Qu'en pensent enfin les principaux intéressés, ceux qui se trouvent sur le terrain ? "Ces douze clubs, qui seront demain vingt, vont se déchirer pour avoir les meilleurs joueurs et ces derniers vont atteindre des salaires incroyables", prédit Jean-Claude Darmon. Pourtant, de nombreuses voix se sont faites entendre contre la Super Ligue depuis lundi, y compris parmi les clubs frondeurs. 

"J'aime l'aspect compétitif dans le football, j'aime l'idée que West Ham (actuellement 4e et virtuellement qualifié pour la C1) puisse jouer la Ligue des champions l'an prochain. Je n'ai pas envie qu'ils y soient, pour être honnête, parce que nous on veut y être, mais j'aime qu'ils aient une chance", a déclaré l'entraîneur allemand Jürgen Klopp. James Milner, l'un des vice-capitaines des Reds, a été plus direct encore : "Mon opinion personnelle, c'est que je n'aime pas ça et j'espère que ça ne se fera pas", a-t-il lâché, lapidaire, au micro de Sky.

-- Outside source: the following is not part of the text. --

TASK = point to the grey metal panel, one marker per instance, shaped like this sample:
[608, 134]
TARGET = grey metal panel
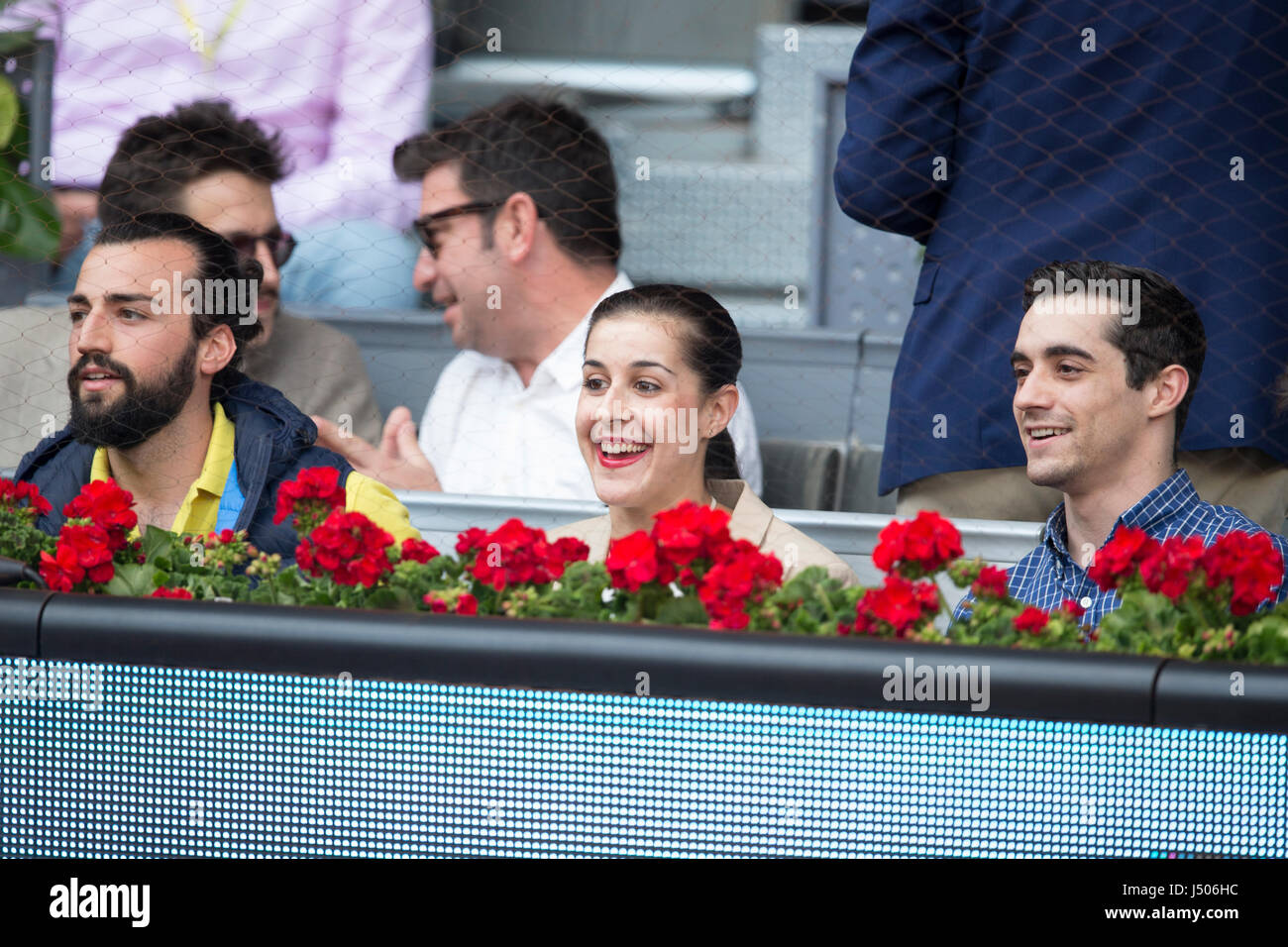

Autre voix qui compte dans le foot mondial : Pep Guardiola, entraîneur de Manchester City, a vivement critiqué la Super Ligue, dont son club est aussi l'un des membres fondateurs. "Le sport n'est pas du sport quand il n'existe pas de relation entre effort et récompense. Ce n'est pas du sport si le succès est garanti ou si perdre n'a aucune importance", a expliqué le Catalan

Parmi les joueurs en activité, le champion du monde français Benjamin Pavard a rappelé "les émotions indescriptibles" suscitées par l'actuelle Ligue des champions, qu'il a remportée avec le Bayern la saison passée. "Ce sont des émotions indescriptibles en tant que joueur, des souvenirs incroyables en tant que fan. C'est une compétition à laquelle tous les joueurs et tous les clubs doivent pouvoir aspirer s'ils le méritent", a-t-il expliqué sur son compte Twitter.

Chez les anciens joueurs, la même amertume anime l'ancien attaquant Rudi Völler, aujourd'hui dirigeant à Leverkusen : "Un crime contre le football!", s'est-il emporté. "C'est un acte criminel contre les fans, une honte, ce sont des escrocs", a hurlé Gary Neville, l'ancienne idole de Manchester United, l'un des clubs fondateurs de cette Super Ligue.